Restoring stability is an important part of biological knee replacement.
First published 2010 by Dr Kevin R Stone, and reviewed August 2023 by Dr Sheila Strover (Clinical Editor)
Biologic knee replacement - course
- Introduction to the concept of biologic knee replacement
- Articular cartilage repair or regrowth
- Partial meniscectomy, meniscal repair, reconstruction or replacement
- Options for damaged knee ligaments in biologic knee replacement
- Osteotomy as an adjunct procedure to biologic knee replacement
- Video - The paste graft technique
- Video - Meniscus cartilage replacement for arthritis
- Video - Lateral meniscus allograft transplantation
- Videos - Knee Dislocation: ACL Reconstruction - PCL Reconstruction / Reconstruction of posterolateral corner
- Treatment of failed Osteochondritis Dissecans repair by Articular Cartilage Paste Grafting
- Combined Meniscus Allograft Transplantation and Articular Cartilage Paste Grafting
- Collagen Meniscus Implant
For the unstable knee where there has been ligament damage such as an ACL tear, a PCL tear, a posterolateral corner tear or a medial collateral ligament (MCL) tear – which are the most common injuries that we see – we want to stabilise that joint as part of any biologic knee reconstruction.
We approach that in the following way –
We have posted a video called ‘Knee dislocation, reconstruction of the ACL, PCL and posterolateral corner' on our website for people to see, but in general we will use a sterilised bone patellar-tendon bone allograft (photo on right) for the ACL and for the PCL, and for the posterolateral corner we will use a sterilised anterior tibialis tendon which we pass through the fibular head, underneath the skin and underneath the iliotibial band and up to a small incision through the iliotibial band to the anatomic insertion site.
For reconstruction of ruptured ligaments in the knee when we are doing a biological joint reconstruction, we don’t want to sacrifice any of the patient’s own tissue if it is not necessary.

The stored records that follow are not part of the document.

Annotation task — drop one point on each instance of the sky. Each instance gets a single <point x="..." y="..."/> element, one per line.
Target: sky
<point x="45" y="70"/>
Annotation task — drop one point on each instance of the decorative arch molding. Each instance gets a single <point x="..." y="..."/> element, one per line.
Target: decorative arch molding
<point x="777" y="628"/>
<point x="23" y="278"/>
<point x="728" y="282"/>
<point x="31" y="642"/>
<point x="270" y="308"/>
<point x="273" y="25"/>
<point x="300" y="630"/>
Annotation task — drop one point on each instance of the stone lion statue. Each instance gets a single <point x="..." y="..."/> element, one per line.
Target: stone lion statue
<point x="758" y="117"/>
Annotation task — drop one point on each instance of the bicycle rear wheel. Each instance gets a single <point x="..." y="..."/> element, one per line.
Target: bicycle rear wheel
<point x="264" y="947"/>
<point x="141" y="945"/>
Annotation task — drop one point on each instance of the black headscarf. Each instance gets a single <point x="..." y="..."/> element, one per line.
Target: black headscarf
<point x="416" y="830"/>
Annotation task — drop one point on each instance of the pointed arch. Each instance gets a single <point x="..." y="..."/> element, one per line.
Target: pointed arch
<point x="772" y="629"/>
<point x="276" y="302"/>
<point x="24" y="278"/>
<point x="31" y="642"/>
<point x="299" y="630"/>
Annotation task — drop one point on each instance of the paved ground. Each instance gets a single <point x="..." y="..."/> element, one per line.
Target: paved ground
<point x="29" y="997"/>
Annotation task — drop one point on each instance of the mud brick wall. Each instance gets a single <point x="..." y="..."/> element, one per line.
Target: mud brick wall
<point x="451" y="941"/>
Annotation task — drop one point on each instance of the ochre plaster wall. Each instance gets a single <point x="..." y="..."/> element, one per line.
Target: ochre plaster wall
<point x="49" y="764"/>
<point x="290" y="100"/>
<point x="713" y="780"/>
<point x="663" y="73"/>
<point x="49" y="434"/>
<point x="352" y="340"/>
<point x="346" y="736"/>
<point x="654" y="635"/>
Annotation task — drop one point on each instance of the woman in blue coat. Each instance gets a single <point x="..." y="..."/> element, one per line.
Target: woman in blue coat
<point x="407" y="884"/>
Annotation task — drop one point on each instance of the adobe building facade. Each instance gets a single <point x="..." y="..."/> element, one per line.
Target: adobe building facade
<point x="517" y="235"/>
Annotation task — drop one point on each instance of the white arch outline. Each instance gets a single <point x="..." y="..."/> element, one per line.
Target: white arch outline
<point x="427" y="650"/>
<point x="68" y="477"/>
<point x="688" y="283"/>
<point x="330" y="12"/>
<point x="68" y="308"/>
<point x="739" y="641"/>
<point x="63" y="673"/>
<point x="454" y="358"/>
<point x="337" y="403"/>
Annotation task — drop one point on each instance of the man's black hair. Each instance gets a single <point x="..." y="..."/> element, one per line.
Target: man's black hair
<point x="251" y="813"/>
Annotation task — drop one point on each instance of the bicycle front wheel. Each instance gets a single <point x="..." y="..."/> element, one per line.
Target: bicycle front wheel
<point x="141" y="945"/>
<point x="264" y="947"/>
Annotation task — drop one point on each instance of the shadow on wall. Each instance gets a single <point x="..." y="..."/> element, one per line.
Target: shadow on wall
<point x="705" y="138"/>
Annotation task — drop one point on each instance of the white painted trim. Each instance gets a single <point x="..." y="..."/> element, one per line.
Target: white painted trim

Up until about 5 years ago we felt as though allograft tissues were not as reliable as autograft tissues.
Once we were able to obtain sterilised allograft tissues whose biomechanical properties had not been damaged by the sterilisation process then we felt comfortable moving forward to use those tissues in replacement of autogenous tissues. We did not want to ‘rob Peter to pay Paul’, that is we did not want to damage one part of the knee in order to rebuild another part of the knee. Over the last 5 years our results of allograft tissue have matched our autograft tissue except that the patients have much less pain and a much faster rehabilitation.